А Сурину было приятно услышать — Янык. Приятно, что это название из его молодости дожило до сих пор, уцелело сквозь годы. И парень бросает его так же сердито, как Серега Рыжков лет тридцать назад. И так же хмурится над баранкой. В тридцать четвертом, когда тащили паровой котел в Дарвазу, чуть не кровью дался им этот Янык. Котел вообще — паршивая вещь: не разрежешь и не переправишь частями. А целиком он ни на одной машине не умещался. Его везли так: две пятитонки ползли помаленьку задом друг к другу, и на обеих сразу ехал треклятый котел. Его величество Котел, один шофер всю дорогу рулил, стоя на подножке. Менялись через каждый километр…
— Все! Мотор перегрелся, — сказал Шукат, когда Янык, наконец, остался позади.

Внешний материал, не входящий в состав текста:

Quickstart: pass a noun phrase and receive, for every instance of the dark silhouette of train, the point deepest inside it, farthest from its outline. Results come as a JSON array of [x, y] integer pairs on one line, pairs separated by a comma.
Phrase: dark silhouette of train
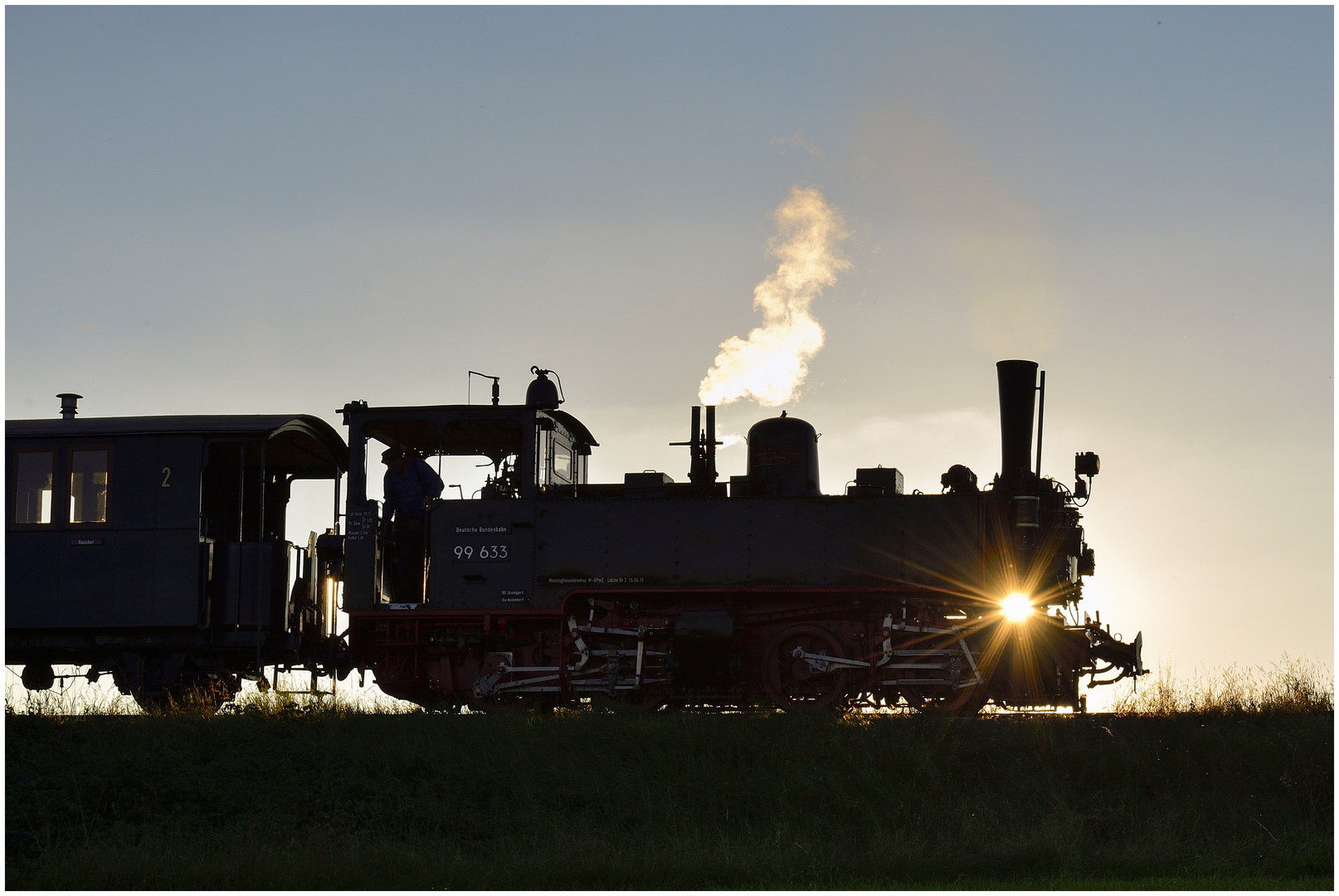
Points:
[[153, 549]]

Мотор был еще хоть куда. Это на старых машинах через каждые триста метров кипит. Если на него внимание обращать, как по инструкции, лучше всего с места не трогать. Дальше первого бархана все равно не уедешь. Вот когда сухой пар повалит, значит — пора. Тут в него шуранешь три-четыре ведра, аж зашипит. В самый раз, значит, пришлось…
— Какой это перегрев! — не выдержал Сурин.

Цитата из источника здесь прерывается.